Gary J. Hunter, Michael F. Goodchild
Recently, the authors investigated the uncertainty associated with grid- cell data in Geographic Information Systems (GIS), through the use of a model which permits a population of distorted (but equally probable) versions of the same map to be generated and analysed. While this model is easily applied to data such as Digital Elevation Models to determine the uncertainty associated with the products derived from them, it was not applicable to vector data. However, the model has now been enhanced to provide for stochastic distortion of vector data through the creation of separate horizontal positional error fields in the x and y directions, which are then overlaid with the vector data to apply coordinate shifts by which new versions of point, line and polygon data are created. By perturbing the data to generate distorted versions of it, the likely uncertainty of vector data in both position and attribute may be assessed in GIS outputs. This paper explains the background to the model and discusses its implementation and potential applications.
From an historical viewpoint, as users became more experienced with GIS during the 1970s and 80s, there gradually arose a critical awareness of the fact that in many cases they did not know how accurate their system outputs were and whether or not they actually satisfied their needs.
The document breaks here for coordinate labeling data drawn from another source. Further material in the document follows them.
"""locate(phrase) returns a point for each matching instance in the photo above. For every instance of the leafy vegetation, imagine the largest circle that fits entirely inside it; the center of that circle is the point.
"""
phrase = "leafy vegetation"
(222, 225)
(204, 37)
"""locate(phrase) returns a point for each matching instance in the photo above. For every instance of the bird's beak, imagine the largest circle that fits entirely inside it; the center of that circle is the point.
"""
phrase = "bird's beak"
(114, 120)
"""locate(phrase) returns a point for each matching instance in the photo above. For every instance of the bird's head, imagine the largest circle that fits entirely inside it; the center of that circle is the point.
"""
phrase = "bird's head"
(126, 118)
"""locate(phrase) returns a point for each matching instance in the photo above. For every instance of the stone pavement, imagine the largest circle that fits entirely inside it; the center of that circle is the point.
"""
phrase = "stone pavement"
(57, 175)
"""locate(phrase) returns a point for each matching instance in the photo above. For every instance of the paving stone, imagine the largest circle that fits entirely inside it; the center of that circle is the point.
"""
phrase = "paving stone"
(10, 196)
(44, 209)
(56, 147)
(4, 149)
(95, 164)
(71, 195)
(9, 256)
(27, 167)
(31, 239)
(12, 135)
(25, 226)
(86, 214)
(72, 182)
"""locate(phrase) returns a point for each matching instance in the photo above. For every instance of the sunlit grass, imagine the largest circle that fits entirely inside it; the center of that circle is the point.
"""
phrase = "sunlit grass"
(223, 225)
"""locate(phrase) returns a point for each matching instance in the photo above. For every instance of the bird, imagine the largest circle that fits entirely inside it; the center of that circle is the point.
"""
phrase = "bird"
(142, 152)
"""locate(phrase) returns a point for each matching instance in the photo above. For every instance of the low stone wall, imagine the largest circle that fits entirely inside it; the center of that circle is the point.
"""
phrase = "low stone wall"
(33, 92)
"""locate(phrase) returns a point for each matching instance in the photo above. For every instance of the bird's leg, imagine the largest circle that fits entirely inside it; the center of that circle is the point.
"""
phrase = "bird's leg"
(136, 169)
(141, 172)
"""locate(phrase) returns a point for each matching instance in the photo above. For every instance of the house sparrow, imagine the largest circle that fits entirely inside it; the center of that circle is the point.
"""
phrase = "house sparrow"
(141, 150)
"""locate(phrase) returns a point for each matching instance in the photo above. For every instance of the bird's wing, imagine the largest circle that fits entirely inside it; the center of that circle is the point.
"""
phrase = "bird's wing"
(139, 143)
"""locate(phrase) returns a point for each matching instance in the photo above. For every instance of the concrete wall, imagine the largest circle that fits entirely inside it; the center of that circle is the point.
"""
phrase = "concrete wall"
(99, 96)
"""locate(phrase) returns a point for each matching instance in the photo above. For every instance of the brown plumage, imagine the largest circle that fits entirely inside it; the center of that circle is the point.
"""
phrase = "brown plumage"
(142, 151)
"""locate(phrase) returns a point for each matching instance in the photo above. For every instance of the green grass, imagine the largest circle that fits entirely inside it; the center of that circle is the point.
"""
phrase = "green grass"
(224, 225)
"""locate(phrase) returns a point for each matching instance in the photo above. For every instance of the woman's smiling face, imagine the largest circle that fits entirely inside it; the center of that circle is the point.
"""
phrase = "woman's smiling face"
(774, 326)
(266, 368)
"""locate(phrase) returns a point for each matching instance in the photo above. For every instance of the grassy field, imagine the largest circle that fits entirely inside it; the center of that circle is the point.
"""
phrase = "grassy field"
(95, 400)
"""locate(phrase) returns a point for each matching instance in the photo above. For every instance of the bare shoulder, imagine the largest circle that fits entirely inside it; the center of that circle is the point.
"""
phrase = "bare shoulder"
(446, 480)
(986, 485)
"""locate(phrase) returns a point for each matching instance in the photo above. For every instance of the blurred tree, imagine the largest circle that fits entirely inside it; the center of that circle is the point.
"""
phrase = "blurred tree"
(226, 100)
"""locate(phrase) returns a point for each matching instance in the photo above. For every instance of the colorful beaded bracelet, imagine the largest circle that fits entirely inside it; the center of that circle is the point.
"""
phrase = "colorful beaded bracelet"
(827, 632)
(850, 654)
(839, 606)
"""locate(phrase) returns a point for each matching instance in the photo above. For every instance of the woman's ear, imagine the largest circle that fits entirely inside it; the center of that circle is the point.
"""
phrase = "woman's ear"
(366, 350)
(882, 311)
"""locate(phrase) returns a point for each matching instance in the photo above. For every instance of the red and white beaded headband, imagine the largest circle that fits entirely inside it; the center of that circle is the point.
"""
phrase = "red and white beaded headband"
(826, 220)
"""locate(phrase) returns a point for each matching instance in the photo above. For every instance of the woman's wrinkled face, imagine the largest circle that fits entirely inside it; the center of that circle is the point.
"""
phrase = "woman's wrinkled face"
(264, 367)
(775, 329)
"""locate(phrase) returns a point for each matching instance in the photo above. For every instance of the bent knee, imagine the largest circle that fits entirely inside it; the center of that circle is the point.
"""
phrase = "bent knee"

This predicament has been caused not only by the false sense of security that computer technology sometimes induces, but also by the lack of theoretical models of spatial data error. The situation has now reached the point where, for government agencies which base their regulatory decisions upon spatial information or in cases where they or private companies sell data for commercial return, there is a growing international trend towards litigation by aggrieved parties seeking compensation on the grounds that decisions are wrongly based due to data inaccuracies, or that they have suffered damage through unknowingly purchasing and using data which had insufficient accuracy to meet their requirements. Software developers and vendors may also be affected since the algorithms they encode in their products can have the potential to induce additional error. Thus, the accuracy issue is of serious concern to all sectors of the geographic information industry.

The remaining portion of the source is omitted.